FIG. 1 is a cross-sectional view showing an embodiment of a vehicular lamp of an LED light source according to the present invention.

FIG. 2 is a perspective view showing a main part of the same embodiment.

FIG. 3 is an explanatory diagram showing an operation of the same embodiment.

FIG. 4 is an explanatory diagram showing a lighting state of the same embodiment.

FIG. 5 is a perspective view showing a conventional example.
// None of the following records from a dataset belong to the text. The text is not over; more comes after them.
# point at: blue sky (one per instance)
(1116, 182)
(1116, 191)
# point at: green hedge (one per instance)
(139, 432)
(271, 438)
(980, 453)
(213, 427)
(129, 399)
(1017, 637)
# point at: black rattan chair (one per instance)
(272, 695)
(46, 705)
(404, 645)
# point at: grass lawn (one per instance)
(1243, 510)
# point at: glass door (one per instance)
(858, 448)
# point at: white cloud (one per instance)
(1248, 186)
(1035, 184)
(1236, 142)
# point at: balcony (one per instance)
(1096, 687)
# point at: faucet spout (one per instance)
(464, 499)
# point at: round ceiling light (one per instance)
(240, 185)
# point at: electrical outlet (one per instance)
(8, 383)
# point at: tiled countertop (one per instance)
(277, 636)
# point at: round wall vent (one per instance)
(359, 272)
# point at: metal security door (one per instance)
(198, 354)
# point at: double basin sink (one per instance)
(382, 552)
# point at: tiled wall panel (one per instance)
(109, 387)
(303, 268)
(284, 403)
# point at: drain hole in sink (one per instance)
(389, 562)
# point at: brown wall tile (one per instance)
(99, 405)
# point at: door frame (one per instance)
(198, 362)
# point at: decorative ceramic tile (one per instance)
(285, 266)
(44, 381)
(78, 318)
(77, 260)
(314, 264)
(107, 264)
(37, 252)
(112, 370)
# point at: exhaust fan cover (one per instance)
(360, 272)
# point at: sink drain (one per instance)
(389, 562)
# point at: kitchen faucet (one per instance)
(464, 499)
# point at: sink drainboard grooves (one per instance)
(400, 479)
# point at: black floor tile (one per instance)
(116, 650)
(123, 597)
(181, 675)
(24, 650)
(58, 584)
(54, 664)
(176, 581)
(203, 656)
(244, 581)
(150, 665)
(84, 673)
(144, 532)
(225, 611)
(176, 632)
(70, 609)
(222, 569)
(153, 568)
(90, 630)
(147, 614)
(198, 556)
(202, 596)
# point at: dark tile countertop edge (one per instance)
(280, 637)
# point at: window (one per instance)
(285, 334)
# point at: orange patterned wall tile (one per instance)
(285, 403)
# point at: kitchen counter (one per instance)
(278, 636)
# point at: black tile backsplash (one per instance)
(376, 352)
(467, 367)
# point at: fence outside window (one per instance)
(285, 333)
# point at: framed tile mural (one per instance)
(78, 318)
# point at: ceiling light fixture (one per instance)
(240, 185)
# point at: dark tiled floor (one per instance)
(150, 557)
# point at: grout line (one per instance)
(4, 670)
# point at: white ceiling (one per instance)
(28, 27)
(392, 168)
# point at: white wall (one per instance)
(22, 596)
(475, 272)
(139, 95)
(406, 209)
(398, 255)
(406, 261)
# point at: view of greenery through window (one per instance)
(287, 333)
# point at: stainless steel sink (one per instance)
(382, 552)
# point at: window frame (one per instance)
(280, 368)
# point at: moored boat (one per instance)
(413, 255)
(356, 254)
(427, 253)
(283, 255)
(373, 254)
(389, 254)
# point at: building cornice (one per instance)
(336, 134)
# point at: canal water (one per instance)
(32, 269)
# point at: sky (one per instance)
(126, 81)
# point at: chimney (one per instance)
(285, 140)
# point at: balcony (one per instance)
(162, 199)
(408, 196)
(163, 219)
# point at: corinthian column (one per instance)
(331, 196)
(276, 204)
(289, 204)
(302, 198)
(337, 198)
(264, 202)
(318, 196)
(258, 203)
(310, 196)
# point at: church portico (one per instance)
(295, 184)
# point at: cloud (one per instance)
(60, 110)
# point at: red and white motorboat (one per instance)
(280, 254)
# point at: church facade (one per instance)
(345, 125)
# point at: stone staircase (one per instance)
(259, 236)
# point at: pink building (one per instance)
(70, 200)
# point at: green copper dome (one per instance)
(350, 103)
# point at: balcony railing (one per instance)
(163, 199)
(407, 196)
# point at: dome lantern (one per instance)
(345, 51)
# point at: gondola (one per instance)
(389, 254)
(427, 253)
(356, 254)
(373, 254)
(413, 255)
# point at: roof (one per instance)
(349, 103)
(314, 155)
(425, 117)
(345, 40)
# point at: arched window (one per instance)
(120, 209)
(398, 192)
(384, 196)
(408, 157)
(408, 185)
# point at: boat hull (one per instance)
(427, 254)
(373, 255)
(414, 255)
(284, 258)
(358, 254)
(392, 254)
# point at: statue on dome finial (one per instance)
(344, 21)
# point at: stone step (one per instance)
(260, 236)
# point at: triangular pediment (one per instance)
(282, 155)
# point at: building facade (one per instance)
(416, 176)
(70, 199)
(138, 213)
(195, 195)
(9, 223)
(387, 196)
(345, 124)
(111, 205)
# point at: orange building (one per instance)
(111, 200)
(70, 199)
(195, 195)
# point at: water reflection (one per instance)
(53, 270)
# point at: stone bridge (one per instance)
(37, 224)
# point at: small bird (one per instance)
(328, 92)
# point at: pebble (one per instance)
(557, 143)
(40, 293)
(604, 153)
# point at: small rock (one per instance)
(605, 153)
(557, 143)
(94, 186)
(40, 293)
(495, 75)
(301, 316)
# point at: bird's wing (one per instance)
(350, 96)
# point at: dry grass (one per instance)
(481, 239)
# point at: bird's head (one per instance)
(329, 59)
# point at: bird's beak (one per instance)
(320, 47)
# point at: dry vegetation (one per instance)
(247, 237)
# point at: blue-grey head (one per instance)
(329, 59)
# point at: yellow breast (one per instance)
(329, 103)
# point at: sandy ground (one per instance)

6 is a sectional view taken along the line AA of FIG.

[Explanation of symbols]

 1 ... Vehicle lamp 2 ... Housing 3 ... Plane mirror 4 ... Line light source 4a ... LED 5 ... First inner lens 5a ... Prism plate, 5b ... Linear prism cut 6 ... Second inner lens 7 ...... Outer lens

Claims (1)

[Claims] 1. A vehicular lamp using an LED as a light source, wherein the vehicular lamp has a flat mirror provided on a bottom surface of the housing as a direction facing the irradiation direction, and two sides of either the upper, lower, left or right sides of the housing. LEDs arranged in a row at the front end of the LED arranged as a line light source with the light emission direction toward the plane mirror, and curvedly arranged in the middle of the plane mirror and the line light source so that the irradiation direction side is convex. A first inner lens having a linear prism cut having a plurality of refraction angles in a cross-sectional direction orthogonal to the linear light source, and a linear prism cut similar to the first inner lens provided substantially in close contact with the plane mirror are provided. And a second inner lens.